Parallel Processors/Algorithms (Summary)

A. Parsons mbpcr at s-crim1.dl.ac.uk
Thu May 6 06:03:24 EST 1993


NetFolk,

Well all threads on my original post on parallel architectures in database
similarity searching have all but dried up.

Here is the summary (LONG = 1500 lines) including some related threads and
earlier comms I had with other folk.  It also features the controversial
Intelligenetics survey on BLAZE. 

My overall opinion is that generally people feel that using an implementation
of the S&W algorithm is:

(a) valuable
(b) delivers better quality results.
(c) the only real practicable way of implemeting S & W in a realistic timeframe
    is to use massively parallel hardware. (mpsrch and BLAZE).

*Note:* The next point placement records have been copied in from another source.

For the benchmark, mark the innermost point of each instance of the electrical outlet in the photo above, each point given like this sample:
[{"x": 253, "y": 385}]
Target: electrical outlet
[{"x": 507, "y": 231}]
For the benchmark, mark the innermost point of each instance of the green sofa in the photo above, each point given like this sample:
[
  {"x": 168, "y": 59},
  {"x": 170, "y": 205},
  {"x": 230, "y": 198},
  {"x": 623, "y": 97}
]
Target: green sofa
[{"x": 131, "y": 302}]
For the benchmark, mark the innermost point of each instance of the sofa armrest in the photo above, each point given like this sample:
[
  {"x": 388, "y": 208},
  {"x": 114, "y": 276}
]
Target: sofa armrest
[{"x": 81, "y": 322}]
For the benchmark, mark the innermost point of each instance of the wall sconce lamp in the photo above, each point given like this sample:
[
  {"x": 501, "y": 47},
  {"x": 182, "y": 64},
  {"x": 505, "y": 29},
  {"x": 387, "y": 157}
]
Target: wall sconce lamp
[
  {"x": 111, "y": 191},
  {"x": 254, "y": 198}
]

This is only my impression others may come away with different ones.  PVM is an
interesting idea but given a greenfield site (we dont have lots of Unix
workstations networked - much less any with too many spare cycles) I think that
massively parallel is the way to go.  The speed aspect may be important but I
think it is the quality argument that wins the day (see Chris Uptons posts). 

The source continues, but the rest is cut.